THE HAGUE -- Europe's next competition commissioner should be well-prepared to deal with auto retailing issues.
Neelie Kroes is a former Dutch transport minister with strong connections in Brussels and in the European business community. She is a board director of Swedish truckmaker AB Volvo.
Pending approval from the European Parliament, Kroes, 63, will take over from the current commissioner, Mario Monti, on November 1.
"Although she does not have any experience with typical competition matters, she could be the right person for the job," says Arnold Koopmans, vice-president of the Brussels-based European auto dealers association, CECRA.
"She grew up in a business environment, and should understand dealer needs," Koopmans says.
The main automotive issues on Kroes' agenda will concern the new block exemption rules aimed at liberalizing European auto retailing.
Those rules took effect last year and there is still a wide range of problems with their implementation. Under the new rules, automakers have had to relax their hold on dealers and repairers. But many dealers say they continue to be at a disadvantage in their relations with automakers.
CECRA's Koopmans said that when dealers meet with Kroes in early November, they will raise issues such as direct sales by automakers, the high standards imposed by carmakers on dealers, and automakers' role in establishing dealer locations.

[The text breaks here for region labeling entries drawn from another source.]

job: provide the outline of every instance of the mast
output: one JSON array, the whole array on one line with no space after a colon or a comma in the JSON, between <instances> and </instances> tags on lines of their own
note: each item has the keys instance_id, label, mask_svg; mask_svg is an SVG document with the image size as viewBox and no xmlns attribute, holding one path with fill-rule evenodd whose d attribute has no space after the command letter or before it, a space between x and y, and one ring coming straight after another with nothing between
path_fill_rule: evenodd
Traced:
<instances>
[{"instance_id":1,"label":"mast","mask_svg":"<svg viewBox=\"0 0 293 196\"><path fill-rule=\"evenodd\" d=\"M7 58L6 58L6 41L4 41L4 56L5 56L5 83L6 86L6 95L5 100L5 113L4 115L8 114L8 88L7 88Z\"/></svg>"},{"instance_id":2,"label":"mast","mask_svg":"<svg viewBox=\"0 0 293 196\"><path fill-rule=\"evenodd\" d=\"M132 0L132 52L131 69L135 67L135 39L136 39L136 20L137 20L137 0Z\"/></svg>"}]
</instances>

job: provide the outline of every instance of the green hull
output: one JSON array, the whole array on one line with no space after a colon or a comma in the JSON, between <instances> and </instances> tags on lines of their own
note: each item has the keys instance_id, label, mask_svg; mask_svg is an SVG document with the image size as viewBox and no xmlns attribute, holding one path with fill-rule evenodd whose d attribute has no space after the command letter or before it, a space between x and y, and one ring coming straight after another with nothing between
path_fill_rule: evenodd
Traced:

Kroes hasn't spoken out on any competition or automotive issues recently. Those who know her say that, as a longtime conservative politician, she will likely stand by her strong free-market convictions.
In an interview with Dutch newspaper NRC Handelsblad earlier this month, she said: "I entered politics because I had concluded that it would become very difficult for the Netherlands without a free market."
"She knows business life very well and I know Kroes is straight and firm in implementing her mission," said Karel van Miert, who succeeded her as president of the Nijenrode business school. Van Miert was EU competition commissioner from 1994 to 1999.